The president of one of the groups, Daniel Lebegue of Transparency International France, stressed that the properties involved in the African presidents’ case were private, not public.

He welcomed the government’s proposals to verify the origin of any money used to buy state properties.

“If the government had been more proactive in enforcing checks before then we could have avoided a situation whereby these African leaders were able to squander public funds … in total impunity,” he told The Associated Press on Wednesday.

Francis Cahuzac, president of the French Commission for the Protection of Historic and Rural Heritage, said the “copious” government property sale was “a sign that the state no longer had the means to maintain valued property.”
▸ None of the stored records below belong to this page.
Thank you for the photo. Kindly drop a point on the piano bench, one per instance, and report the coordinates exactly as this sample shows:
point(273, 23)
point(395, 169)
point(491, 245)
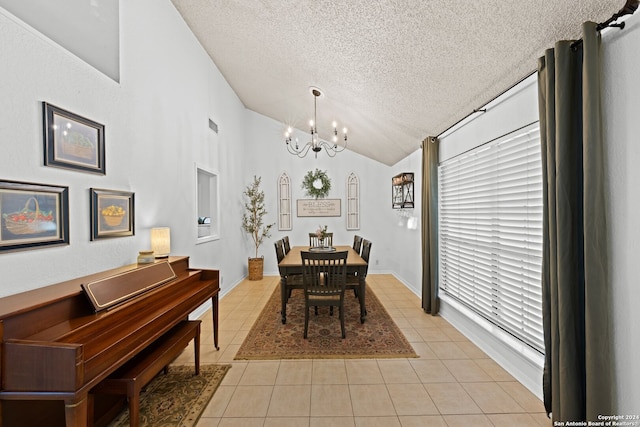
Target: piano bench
point(134, 375)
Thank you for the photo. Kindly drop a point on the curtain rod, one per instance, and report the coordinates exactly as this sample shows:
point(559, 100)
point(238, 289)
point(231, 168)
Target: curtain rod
point(629, 8)
point(484, 110)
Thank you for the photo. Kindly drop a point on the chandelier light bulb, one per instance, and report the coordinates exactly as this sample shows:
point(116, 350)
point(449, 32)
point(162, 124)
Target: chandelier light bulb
point(316, 144)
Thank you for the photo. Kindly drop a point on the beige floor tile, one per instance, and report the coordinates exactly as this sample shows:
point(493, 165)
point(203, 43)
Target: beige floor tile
point(249, 401)
point(234, 374)
point(411, 399)
point(330, 400)
point(451, 398)
point(467, 421)
point(495, 371)
point(219, 402)
point(377, 422)
point(472, 350)
point(423, 421)
point(208, 422)
point(294, 372)
point(510, 420)
point(491, 398)
point(363, 372)
point(241, 422)
point(527, 400)
point(371, 400)
point(448, 350)
point(260, 373)
point(432, 371)
point(423, 350)
point(398, 372)
point(329, 372)
point(286, 422)
point(434, 389)
point(432, 334)
point(332, 422)
point(466, 371)
point(290, 400)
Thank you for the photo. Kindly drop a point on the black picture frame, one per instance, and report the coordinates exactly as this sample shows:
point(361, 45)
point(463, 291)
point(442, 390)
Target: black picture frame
point(33, 215)
point(112, 213)
point(72, 141)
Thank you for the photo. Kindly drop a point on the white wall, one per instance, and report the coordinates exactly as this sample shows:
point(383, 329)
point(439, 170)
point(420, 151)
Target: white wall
point(378, 221)
point(621, 104)
point(156, 123)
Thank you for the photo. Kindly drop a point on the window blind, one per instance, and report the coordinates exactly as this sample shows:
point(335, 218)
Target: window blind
point(491, 232)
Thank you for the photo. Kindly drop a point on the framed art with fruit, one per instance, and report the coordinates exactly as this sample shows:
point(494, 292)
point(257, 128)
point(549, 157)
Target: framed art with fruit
point(112, 213)
point(33, 215)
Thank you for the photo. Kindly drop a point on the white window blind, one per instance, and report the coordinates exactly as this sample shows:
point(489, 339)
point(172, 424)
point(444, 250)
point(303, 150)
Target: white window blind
point(491, 232)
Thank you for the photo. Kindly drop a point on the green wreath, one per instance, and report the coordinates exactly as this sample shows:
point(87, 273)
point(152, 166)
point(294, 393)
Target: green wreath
point(317, 184)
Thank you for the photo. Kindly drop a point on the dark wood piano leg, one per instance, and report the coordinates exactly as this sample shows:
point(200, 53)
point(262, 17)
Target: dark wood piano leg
point(75, 411)
point(283, 298)
point(214, 310)
point(361, 295)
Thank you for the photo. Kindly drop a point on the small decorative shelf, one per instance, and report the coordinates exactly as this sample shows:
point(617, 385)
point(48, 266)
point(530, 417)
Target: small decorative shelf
point(402, 191)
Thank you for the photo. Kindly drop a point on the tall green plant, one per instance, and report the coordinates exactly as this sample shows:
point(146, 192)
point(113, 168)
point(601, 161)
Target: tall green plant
point(253, 218)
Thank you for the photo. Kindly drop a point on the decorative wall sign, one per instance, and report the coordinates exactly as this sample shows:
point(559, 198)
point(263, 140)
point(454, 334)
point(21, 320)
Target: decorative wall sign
point(316, 184)
point(72, 141)
point(318, 207)
point(33, 215)
point(112, 213)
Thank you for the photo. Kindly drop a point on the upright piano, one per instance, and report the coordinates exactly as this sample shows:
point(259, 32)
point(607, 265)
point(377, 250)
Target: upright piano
point(60, 341)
“What matters is that the properties are protected, never mind if the owner is a foreigner or the government. In most cases, foreigners are very good at restoring old buildings,” he said.

The budget minister, speaking to mayors and legislators at his ministry Wednesday, sought to assuage fears that France, so proud of its culture and history and status as the world’s most popular tourist destination, was selling its soul.

“Our goal is not to sell just to sell, without any respect for the future of our heritage,” he said.

Associated Press writer Christina Okello contributed to this report.